CSIC researcher Ramon Carbonell presented “Simulating the extreme behaviour of the Earth system components: a Digital Twin Approach (DTGEO)”, in the 10th Spanish-Portuguese Assembly of Geodesy and Geophysics that took place at the Palacio de Congresos «El Greco» in Toledo (Spain).
Abstract:
Today, the large volumes of near real-time data streams and data-lakes, and the sophisticated level of computational capabilities offered by current pre-exascale infrastructures, enable the possibility of developing numerical clones mimicking extreme behaviour of the Earth system components (atmosphere, ocean, land, lithosphere). DT-GEO, an EU project funded under the Horizon Europe programme (2022-2025), aims at developing a prototype for a digital twin on geophysical extremes including earthquakes, volcanoes, tsunamis, and anthropogenic-induced extreme events.
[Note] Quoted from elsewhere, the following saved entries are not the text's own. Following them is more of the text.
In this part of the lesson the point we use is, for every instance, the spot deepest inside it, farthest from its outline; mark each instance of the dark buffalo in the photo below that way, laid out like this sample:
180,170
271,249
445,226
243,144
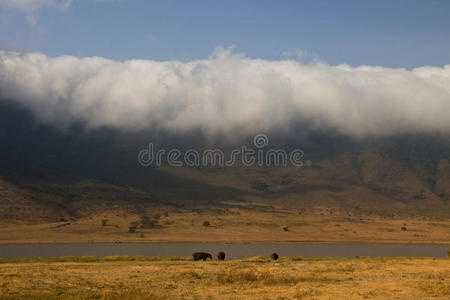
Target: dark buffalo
201,255
221,256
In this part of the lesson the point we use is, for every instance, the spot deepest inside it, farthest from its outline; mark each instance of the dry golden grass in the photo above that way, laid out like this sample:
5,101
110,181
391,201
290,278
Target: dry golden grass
256,278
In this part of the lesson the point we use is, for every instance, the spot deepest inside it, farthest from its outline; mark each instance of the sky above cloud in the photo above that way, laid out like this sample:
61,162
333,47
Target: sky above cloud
404,33
363,68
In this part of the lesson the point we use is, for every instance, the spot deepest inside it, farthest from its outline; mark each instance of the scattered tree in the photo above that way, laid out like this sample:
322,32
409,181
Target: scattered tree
133,226
146,222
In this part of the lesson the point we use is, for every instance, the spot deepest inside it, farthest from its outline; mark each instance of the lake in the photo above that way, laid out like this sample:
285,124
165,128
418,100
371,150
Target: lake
233,250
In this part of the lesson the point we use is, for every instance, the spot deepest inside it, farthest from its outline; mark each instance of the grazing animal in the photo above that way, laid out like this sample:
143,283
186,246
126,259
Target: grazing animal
201,255
221,256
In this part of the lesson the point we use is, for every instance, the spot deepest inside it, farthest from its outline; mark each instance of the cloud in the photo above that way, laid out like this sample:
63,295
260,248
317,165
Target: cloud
227,94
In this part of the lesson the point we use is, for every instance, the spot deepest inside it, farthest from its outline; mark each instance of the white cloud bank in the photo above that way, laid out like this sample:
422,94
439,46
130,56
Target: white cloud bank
227,93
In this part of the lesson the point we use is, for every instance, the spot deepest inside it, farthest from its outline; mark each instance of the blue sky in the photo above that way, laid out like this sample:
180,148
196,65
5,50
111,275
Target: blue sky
403,34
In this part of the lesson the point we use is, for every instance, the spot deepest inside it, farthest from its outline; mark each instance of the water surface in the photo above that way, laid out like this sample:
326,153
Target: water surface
235,250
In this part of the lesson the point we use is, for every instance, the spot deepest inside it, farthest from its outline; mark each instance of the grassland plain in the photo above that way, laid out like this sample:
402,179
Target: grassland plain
131,277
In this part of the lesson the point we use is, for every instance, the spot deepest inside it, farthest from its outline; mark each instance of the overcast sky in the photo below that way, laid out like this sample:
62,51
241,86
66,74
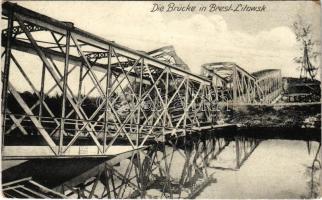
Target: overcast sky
254,41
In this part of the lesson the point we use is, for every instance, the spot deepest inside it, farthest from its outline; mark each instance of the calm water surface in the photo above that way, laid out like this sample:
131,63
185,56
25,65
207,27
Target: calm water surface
276,169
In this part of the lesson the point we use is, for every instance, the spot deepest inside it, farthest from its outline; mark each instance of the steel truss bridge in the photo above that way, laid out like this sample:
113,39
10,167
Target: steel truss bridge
131,111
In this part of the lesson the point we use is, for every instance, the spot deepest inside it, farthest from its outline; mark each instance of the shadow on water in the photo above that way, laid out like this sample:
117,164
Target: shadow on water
180,168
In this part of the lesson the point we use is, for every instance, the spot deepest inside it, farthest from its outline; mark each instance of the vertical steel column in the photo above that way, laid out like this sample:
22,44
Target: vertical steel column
42,93
237,153
165,103
79,96
108,85
140,106
62,120
5,74
234,85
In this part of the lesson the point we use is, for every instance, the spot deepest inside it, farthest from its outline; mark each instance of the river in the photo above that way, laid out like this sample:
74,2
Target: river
276,169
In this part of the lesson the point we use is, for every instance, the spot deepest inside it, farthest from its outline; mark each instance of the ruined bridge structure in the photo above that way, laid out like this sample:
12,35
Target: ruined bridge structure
93,98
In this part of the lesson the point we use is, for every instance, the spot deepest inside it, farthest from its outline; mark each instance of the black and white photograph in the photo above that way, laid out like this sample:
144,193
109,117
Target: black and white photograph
160,99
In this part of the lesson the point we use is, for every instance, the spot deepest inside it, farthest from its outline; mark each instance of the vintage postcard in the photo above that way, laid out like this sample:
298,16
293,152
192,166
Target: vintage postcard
161,99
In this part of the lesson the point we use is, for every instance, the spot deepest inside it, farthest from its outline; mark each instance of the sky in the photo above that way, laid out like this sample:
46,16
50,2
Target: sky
253,40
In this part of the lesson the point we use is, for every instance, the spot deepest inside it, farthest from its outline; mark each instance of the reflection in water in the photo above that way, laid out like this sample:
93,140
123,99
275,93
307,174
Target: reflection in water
204,165
276,169
313,172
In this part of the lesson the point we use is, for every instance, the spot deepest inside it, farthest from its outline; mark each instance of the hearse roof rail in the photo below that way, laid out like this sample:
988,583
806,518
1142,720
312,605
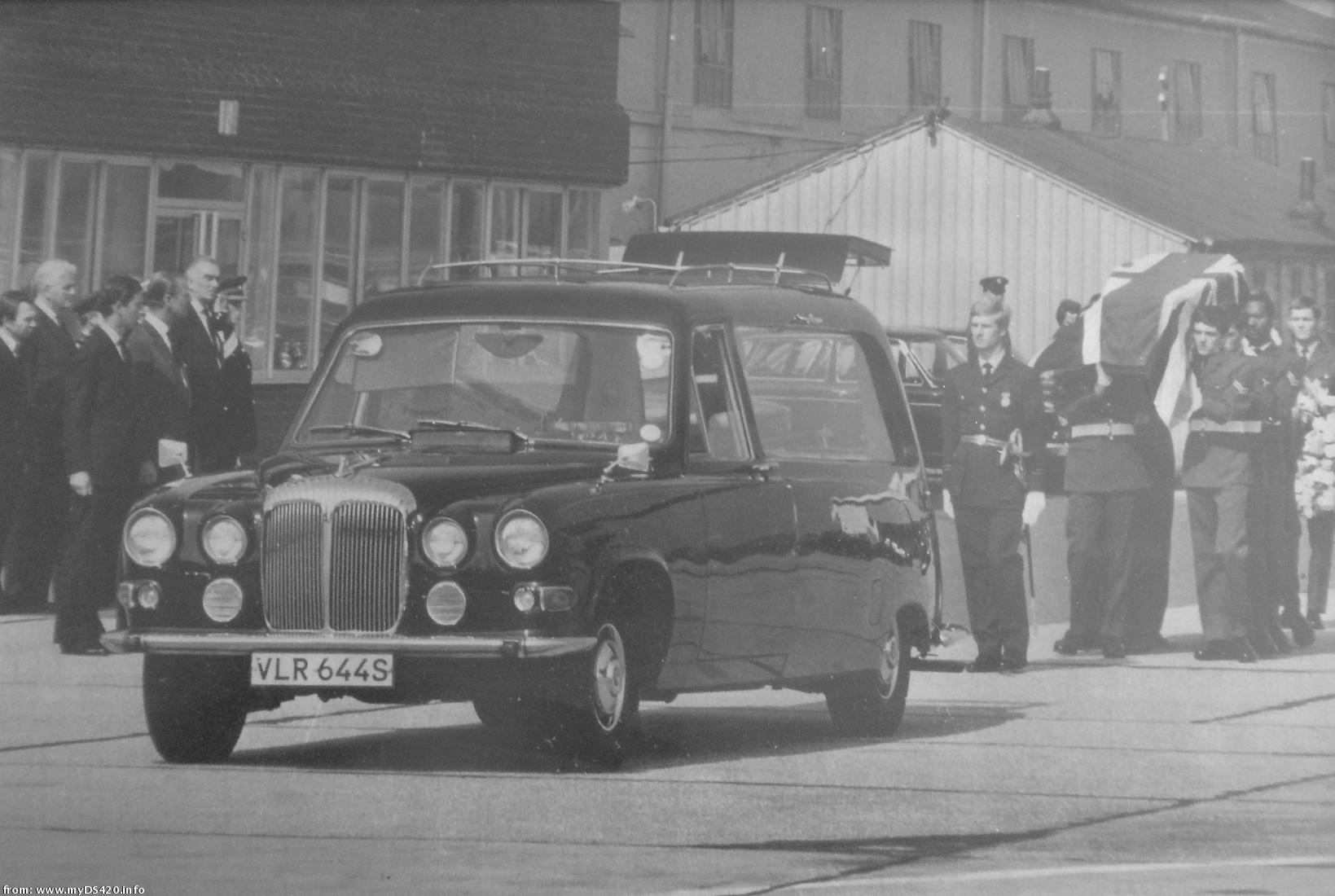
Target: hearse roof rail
584,270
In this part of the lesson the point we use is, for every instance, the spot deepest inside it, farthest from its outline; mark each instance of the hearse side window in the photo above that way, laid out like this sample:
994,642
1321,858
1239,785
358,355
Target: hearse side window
833,417
716,421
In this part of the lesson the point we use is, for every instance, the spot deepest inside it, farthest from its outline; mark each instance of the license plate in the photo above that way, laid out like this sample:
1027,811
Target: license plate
322,670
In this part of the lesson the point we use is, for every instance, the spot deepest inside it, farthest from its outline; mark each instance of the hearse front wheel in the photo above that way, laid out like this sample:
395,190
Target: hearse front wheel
871,704
195,707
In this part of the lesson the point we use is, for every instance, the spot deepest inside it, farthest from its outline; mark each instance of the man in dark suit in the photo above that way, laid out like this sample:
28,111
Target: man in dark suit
44,496
1316,361
103,455
239,397
160,382
994,441
1216,472
1272,513
1105,476
18,318
198,344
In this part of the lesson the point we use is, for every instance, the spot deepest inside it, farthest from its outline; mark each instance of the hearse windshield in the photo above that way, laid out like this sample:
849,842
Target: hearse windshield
538,380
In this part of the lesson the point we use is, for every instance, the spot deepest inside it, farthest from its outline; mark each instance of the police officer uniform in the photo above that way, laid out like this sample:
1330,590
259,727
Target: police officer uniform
1105,474
1272,514
992,434
1218,474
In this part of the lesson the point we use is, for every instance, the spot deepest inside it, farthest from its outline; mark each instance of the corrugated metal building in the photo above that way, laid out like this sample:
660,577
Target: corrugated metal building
1053,211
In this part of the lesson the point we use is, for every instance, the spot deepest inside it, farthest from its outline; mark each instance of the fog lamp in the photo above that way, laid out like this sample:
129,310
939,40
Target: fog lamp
222,600
525,597
148,595
445,603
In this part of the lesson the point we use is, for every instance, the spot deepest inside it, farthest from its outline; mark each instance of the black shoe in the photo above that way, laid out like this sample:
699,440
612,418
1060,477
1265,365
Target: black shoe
1276,636
990,662
1069,647
1302,629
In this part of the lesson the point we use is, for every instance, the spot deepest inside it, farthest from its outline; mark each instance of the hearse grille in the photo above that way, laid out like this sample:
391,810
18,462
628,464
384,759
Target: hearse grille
336,556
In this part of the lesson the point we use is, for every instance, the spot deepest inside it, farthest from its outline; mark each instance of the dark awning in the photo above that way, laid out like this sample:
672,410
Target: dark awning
827,254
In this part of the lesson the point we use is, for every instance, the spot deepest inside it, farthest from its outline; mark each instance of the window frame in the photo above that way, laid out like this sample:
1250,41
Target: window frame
714,81
1105,122
824,95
The twin will enable analyses, forecasts, and responses to what if scenarios for natural hazards from their genesis phases and across their temporal and spatial scales. The project consortium harnesses world-class computational and data Research Infrastructures (RIs), operational monitoring networks, and leading-edge research and academia partnerships in various fields of geophysics. DT-GEO will merge and assemble latest developments from other European projects and EuroHPC Centers of Excellence (CoEs) to deploy 12 Digital Twin Components (DTCs), intended as self-contained entities embedding flagship simulation codes, Artificial Intelligence (AI) layers, large volumes of (real-time) data streams from and into data-lakes, data assimilation methodologies, and overarching workflows for deployment and execution of single or coupled DTCs in centralised HPC and virtual cloud computing Research Infrastructures (RIs).